Because I understand that I live in a country that no longer has political discourse, only shouting and propaganda and fingerpointing, I am not at all sure that I'll even have that choice in the next 40 years, which would put me at the same age as my mother. My goal at this time, as a result, is to enjoy all of the delicious food I can that will kill me, drink regularly (if not to excess), live a little harder. Because our bodies were never built to last as long as they do now, the UV damage done that we call aging is not reversible or stoppable, and when you hit 80 you are going to fall apart no matter how well you've taken care of yourself, which my mother did. It doesn't matter.

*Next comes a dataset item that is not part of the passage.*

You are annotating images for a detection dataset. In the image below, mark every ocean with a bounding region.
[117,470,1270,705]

I am telling every 60 something I know at this point that it's time to start thinking about end of life, and what you *really* want. Having a registered Physicians Orders document that governs your resuscitative options that you update regularly, informing your children of your wishes, stocking up those pain pills if you get them, contacting your congressperson (although right now, nothing is going to get done in Washington in the next ten years or so, the environment is far too aimed at stopping the opposition rather than achieving anything for their constituents). Really, whatever you have to do, you should be preparing to do.

Of course, then I see the weather report for the world and realize that the infrastructure is all going down in the next ten to fifteen years anyway, maybe sooner, so it's probably better to just stock up on food and ammo and buy a place in the mountains with a little arable land nearby and few if any neighbors. I hear property values are at historic lows.

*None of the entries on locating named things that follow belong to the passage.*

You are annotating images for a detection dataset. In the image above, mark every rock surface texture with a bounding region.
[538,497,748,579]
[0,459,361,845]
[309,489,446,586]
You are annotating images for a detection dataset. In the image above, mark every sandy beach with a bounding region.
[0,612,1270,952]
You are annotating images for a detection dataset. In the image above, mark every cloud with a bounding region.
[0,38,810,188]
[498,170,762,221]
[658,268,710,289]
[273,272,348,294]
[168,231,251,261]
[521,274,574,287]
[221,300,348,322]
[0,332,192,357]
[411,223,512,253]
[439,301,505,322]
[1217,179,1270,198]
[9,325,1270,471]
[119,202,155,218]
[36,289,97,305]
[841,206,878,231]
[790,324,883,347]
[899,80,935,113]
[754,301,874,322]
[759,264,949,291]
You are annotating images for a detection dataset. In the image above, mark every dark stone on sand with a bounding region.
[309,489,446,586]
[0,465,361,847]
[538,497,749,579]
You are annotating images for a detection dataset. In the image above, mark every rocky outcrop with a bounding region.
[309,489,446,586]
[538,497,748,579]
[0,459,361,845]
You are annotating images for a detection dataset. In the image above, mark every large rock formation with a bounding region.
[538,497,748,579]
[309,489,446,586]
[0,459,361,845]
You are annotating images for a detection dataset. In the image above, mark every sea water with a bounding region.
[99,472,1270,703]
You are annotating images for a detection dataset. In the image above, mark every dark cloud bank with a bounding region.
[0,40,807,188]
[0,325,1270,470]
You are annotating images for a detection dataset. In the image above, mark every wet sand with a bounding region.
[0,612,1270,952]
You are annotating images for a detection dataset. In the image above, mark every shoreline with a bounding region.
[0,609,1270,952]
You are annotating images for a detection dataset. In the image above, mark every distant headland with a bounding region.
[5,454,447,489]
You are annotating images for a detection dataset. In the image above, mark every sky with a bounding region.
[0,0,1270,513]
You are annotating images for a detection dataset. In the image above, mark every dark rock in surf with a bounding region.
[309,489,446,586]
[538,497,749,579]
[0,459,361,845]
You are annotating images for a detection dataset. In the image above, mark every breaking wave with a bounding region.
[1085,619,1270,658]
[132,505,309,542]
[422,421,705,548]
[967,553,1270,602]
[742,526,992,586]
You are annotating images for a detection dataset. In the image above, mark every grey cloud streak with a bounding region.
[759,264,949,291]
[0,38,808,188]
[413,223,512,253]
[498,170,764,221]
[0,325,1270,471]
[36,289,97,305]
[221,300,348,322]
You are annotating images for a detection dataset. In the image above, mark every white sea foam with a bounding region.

Grim? You bet. Maybe that's why we've avoided discussing it as a culture for so long. It's still coming, and it's coming for you and your loved ones. Ignoring it won't make it go away, so start giving it some serious thought *now*, whether that means a living will, health power of attorney, POLST, or a bottle of opiates in the freezer. Because the chances are really good that even if you *do* have resources now, they may or may not be there when you need them to keep your quality of life at a point where it's higher than quality of no more life. And believe me, you do *not* want to have to ask your children to find a way to help you die. I know.

Seriously.

On a lighter note, after a long series of watching the light at the end of the tunnel turn out to be an oncoming train, appear to actually be emerging from the tunnel and have started gaming and living my own life again. I will be back to writing about games again in the next few days. And this time, I mean it.